Türkiye’nin İran karşısındaki konumu füze kalkanını kendi ülkesine konuşlandırmasıyla birlikte büyük oranda netleşmiştir. Türkiye, İran ve Batı emperyalizmi arasındaki çelişkide emperyalizmden yana tavır almıştır. İran bu durumu görerek PJAK ve PKK karşısında işbirliği ile karşı cephede bir delik açmak ve Türkiye’yi yanına kazanmak istemektedir. Ancak görülen odur ki Türkiye, İran’ı kendi kozuyla vurmaya çalışıyor. Türkiye’nin emperyalizmle ittifakı güçlenirken İran’ın bölgede İsrail’e karşı tutumuyla edindiği güce de rakip oluyor. İran’ın Suriye ve füze kalkanı konularında Türkiye’yi sıkıştırmasını politik olarak güçleştiriyor.
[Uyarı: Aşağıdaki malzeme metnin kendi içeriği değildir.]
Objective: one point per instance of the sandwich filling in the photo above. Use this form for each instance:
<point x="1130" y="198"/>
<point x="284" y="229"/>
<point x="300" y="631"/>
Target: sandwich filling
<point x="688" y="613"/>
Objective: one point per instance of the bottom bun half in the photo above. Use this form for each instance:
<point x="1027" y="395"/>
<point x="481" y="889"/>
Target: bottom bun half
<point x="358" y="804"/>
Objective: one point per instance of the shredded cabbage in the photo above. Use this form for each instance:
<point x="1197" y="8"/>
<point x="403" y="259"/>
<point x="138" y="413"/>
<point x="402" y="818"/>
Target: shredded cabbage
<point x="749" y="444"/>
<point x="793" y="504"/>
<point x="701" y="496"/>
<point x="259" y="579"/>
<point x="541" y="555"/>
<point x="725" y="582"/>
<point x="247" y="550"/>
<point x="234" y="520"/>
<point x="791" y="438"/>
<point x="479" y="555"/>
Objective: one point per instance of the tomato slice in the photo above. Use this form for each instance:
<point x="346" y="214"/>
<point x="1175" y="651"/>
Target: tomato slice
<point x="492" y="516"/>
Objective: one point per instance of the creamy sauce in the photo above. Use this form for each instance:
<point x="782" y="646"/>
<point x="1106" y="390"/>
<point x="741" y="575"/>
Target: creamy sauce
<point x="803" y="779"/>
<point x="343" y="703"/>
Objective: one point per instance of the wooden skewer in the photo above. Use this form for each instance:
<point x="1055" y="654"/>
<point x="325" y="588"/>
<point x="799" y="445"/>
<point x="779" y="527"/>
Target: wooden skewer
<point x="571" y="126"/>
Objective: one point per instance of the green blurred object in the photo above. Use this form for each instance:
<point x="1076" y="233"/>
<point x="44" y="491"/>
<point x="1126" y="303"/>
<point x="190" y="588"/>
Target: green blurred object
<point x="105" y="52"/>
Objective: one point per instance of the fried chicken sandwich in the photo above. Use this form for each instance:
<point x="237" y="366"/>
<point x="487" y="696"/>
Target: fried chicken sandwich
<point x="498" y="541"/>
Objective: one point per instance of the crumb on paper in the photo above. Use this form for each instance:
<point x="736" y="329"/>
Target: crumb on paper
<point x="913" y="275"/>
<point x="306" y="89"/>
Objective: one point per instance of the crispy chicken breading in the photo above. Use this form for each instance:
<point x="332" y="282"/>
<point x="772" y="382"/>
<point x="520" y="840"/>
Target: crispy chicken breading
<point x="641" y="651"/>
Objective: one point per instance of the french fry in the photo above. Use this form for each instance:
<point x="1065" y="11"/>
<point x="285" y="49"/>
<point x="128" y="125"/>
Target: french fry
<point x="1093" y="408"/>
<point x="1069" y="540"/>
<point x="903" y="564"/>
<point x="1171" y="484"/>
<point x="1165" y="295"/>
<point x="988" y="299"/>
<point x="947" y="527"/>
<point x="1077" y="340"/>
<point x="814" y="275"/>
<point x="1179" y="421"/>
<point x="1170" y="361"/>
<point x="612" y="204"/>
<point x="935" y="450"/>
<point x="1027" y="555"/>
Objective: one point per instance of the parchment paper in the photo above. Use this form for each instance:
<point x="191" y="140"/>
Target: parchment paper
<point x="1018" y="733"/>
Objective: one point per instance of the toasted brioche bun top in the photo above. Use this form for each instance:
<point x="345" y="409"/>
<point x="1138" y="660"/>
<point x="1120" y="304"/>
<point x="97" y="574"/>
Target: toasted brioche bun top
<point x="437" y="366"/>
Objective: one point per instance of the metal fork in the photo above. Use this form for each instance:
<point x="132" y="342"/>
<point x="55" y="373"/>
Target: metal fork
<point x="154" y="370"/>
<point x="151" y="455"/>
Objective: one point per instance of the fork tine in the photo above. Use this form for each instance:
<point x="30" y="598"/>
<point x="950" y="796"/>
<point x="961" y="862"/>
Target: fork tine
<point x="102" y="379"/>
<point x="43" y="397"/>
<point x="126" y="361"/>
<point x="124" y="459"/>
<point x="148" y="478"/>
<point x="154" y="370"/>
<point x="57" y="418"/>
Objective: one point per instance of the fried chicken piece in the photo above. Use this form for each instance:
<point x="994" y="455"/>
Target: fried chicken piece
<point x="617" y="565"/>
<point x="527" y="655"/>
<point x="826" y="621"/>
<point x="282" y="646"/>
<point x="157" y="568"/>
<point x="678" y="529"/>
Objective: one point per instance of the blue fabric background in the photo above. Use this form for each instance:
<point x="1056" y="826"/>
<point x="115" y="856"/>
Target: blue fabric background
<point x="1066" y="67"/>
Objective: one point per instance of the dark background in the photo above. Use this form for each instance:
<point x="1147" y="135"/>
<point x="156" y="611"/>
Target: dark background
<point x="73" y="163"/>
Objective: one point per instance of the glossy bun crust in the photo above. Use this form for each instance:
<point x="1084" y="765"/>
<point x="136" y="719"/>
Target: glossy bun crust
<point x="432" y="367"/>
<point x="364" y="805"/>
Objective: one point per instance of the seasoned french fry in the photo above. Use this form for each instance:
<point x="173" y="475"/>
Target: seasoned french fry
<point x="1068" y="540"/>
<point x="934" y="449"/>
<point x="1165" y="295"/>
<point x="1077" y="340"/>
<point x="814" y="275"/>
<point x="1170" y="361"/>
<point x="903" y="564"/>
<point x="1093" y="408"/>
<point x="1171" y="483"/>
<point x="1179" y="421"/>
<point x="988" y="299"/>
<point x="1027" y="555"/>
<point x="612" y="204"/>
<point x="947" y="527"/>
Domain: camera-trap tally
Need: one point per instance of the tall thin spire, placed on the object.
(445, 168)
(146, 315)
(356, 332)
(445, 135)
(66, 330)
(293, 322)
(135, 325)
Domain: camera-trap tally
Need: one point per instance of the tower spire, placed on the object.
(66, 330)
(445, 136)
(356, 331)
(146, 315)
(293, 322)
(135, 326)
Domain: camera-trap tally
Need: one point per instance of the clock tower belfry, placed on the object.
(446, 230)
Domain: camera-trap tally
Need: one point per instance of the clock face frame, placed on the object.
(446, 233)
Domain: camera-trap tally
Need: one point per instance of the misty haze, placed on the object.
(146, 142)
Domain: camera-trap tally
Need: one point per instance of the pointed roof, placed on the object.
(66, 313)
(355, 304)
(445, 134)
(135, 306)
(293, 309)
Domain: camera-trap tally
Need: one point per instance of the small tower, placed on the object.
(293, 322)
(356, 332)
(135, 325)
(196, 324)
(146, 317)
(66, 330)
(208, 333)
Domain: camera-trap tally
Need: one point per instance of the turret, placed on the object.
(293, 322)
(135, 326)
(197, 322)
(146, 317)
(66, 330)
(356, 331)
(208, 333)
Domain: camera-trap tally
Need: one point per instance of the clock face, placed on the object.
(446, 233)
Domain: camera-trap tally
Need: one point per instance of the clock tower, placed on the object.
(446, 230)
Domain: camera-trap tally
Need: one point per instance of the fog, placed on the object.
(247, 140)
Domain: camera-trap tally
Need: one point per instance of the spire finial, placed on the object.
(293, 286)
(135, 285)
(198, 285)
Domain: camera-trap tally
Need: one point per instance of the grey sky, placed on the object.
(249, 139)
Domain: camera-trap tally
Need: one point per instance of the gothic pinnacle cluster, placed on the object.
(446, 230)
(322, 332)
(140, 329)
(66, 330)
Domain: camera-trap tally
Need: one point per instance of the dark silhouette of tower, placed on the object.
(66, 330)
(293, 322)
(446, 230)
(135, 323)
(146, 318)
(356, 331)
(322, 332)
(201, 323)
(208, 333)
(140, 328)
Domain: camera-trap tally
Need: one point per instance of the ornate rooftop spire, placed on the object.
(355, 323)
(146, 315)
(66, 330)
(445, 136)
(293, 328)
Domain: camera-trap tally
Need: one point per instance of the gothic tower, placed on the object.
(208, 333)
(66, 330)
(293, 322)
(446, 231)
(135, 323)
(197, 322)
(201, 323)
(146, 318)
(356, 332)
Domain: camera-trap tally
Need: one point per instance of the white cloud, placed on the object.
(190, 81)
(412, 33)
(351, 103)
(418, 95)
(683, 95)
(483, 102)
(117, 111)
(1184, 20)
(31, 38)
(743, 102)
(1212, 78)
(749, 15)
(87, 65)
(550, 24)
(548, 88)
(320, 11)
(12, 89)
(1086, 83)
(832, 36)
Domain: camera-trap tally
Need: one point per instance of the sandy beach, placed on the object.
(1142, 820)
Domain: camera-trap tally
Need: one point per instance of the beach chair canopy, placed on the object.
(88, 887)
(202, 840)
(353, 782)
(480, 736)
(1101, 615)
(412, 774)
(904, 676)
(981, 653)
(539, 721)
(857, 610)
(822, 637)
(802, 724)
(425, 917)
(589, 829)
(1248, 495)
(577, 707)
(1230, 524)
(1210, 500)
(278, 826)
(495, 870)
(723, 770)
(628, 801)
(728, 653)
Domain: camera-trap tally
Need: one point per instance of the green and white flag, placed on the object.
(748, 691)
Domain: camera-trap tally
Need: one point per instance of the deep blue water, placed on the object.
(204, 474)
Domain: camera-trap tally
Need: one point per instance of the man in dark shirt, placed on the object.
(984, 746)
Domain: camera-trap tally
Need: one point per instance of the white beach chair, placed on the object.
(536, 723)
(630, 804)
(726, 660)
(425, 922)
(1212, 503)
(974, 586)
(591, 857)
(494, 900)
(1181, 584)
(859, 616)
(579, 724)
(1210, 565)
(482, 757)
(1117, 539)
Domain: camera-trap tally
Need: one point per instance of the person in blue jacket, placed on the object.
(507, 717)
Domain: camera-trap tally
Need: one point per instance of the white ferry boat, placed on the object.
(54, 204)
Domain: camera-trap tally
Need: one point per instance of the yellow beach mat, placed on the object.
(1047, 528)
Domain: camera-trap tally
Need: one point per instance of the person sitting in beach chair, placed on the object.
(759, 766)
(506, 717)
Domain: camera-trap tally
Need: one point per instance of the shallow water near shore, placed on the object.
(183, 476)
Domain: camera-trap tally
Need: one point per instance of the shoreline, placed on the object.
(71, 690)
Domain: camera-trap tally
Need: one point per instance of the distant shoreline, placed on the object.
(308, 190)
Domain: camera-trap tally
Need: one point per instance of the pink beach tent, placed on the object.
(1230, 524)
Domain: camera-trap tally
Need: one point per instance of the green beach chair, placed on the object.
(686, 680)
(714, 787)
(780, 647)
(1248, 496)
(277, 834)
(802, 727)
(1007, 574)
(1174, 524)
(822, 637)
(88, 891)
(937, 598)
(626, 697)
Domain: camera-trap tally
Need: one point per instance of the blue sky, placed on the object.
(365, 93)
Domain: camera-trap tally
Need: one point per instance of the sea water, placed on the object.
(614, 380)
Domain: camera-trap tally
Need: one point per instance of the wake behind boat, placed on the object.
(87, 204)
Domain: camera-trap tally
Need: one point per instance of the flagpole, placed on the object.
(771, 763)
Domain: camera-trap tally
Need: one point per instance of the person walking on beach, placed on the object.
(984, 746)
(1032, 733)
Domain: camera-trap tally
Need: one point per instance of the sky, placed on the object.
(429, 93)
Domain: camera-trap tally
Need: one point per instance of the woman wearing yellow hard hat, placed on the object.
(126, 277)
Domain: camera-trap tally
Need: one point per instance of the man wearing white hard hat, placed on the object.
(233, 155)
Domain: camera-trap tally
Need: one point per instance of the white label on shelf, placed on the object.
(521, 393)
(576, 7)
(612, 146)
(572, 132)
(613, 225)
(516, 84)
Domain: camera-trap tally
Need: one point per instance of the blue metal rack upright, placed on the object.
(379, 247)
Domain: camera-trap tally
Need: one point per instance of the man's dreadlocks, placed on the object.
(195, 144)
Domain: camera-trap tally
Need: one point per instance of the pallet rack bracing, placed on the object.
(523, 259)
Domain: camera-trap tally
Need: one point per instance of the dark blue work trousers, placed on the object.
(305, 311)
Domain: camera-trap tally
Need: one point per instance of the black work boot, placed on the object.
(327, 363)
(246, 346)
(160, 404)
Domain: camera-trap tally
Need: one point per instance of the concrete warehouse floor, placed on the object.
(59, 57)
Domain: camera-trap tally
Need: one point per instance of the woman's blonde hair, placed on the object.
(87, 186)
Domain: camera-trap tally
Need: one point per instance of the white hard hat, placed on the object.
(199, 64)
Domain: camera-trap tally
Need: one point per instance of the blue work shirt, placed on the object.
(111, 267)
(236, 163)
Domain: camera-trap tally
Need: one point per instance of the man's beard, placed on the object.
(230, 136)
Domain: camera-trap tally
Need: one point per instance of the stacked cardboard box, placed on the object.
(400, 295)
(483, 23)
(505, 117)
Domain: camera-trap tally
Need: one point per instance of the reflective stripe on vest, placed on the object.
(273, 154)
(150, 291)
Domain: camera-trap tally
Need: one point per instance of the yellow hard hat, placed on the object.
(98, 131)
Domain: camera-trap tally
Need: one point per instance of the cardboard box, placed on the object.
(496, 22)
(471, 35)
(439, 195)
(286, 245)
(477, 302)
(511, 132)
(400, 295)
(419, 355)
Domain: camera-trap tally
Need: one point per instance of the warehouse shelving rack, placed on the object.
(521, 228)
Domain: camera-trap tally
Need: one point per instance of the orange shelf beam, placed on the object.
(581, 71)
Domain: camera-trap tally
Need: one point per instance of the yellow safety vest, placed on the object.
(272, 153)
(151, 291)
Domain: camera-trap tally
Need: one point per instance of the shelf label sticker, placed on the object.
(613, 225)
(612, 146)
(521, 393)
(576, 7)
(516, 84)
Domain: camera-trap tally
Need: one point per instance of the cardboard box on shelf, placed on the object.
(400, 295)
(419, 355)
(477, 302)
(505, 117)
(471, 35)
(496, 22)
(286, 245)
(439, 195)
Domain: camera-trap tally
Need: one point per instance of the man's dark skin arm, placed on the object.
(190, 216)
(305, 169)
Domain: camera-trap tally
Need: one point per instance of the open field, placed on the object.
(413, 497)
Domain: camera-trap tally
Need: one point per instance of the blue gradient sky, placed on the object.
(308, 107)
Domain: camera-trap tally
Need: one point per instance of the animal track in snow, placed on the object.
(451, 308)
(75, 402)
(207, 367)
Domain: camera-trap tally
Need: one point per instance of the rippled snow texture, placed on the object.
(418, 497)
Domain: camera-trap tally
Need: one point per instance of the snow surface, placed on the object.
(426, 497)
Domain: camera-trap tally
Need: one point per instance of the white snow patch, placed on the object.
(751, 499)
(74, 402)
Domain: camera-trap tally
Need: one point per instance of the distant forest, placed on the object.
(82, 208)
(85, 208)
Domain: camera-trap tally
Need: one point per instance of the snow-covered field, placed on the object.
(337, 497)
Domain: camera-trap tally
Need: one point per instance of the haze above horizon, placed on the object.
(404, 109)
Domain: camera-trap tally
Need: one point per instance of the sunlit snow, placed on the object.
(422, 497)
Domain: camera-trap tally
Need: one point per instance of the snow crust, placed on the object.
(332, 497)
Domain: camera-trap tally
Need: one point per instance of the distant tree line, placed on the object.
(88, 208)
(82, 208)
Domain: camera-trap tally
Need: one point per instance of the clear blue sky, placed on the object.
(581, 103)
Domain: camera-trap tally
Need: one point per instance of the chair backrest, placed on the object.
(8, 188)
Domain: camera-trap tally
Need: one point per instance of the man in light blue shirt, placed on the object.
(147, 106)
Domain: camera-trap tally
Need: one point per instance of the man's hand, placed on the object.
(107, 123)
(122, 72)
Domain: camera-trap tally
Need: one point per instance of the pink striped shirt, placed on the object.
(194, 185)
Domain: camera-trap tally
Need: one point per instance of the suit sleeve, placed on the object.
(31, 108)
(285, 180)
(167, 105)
5. Türkiye’nin AB emperyalizmi karşısındaki konumu nedir?

Türkiye Doğu Akdeniz’de, Ocak 2012’den itibaren Avrupa Birliği’nin dönem başkanlığını yapacak ülke olan Kıbrıs Cumhuriyeti ile sıcak çatışmanın eşiğine gelmiş durumda. Bu eşiğin aşılması, sıcak çatışmanın yaşanması son derece güç gözüküyor. Zira ne AB ne de Türkiye bu noktaya kadar gelmek niyetinde değil. Çünkü ne Türkiye AB üyeliğinden stratejik olarak vazgeçti ne de AB sırtındaki kambur haline gelmiş olan Yunanistan ve onun hamiliğini yaptığı Kıbrıs için Türkiye ile köprüleri atmak istiyor.

Sonuç olarak Türkiye’nin stratejik ekseni emperyalizmin yörüngesinde durmaya devam ediyor. Ancak ne ABD emperyalizmi ne de AB emperyalizmi eski gücünde olmadığı için bu güçler içeride ekonomik krizle, dışarıda Arap devrimiyle ve direnişlerle boğuşmak zorunda olduğu için Türkiye gibi bölgesel güç olan ülkelere manevra yapacak geniş alanlar kalıyor. Bu manevralar işin içine geniş kitleler girdiğinde önceden tahmin edilmeyen sonuçlar yaratabilir. Kontrollü İsrail düşmanlığı, inisiyatif kitlelere geçerse gerçek bir anti-Siyonist direnişe dönüşebilir. AKP ve TSK’nın birlikte desteklediği 1 Mart tezkeresinin, halktaki yoğun tepkinin meclise yansıması sonucunda kıl payıyla reddedilmesi gibi yarın da Devlet İran’a karşı kalkan kurarken, halk İran’a kalkan olmayı seçebilir. Tüm bu olasılıklar emperyalizmin bugün beraber yürüdüğü AKP gibi müttefiklerine yarın sırt çevirmesine neden olabilir.

Kapitalizmin krizi bölgeyi ve dünyayı bir kez daha barbarlığın eşiğine getiriyor. Bu barbarlığın ceremesini çekecek olan yoksul kitleler, aynı zamanda bu rüzgârı tersine çevirecek gücü de elinde bulunduruyor. Sosyalistler bu karmaşık tablo içinde işte bu yalın sonucu çıkarmalı, anti-emperyalist ve enternasyonalist bir sınıf politikasını kitlelere ulaştırmalıdır.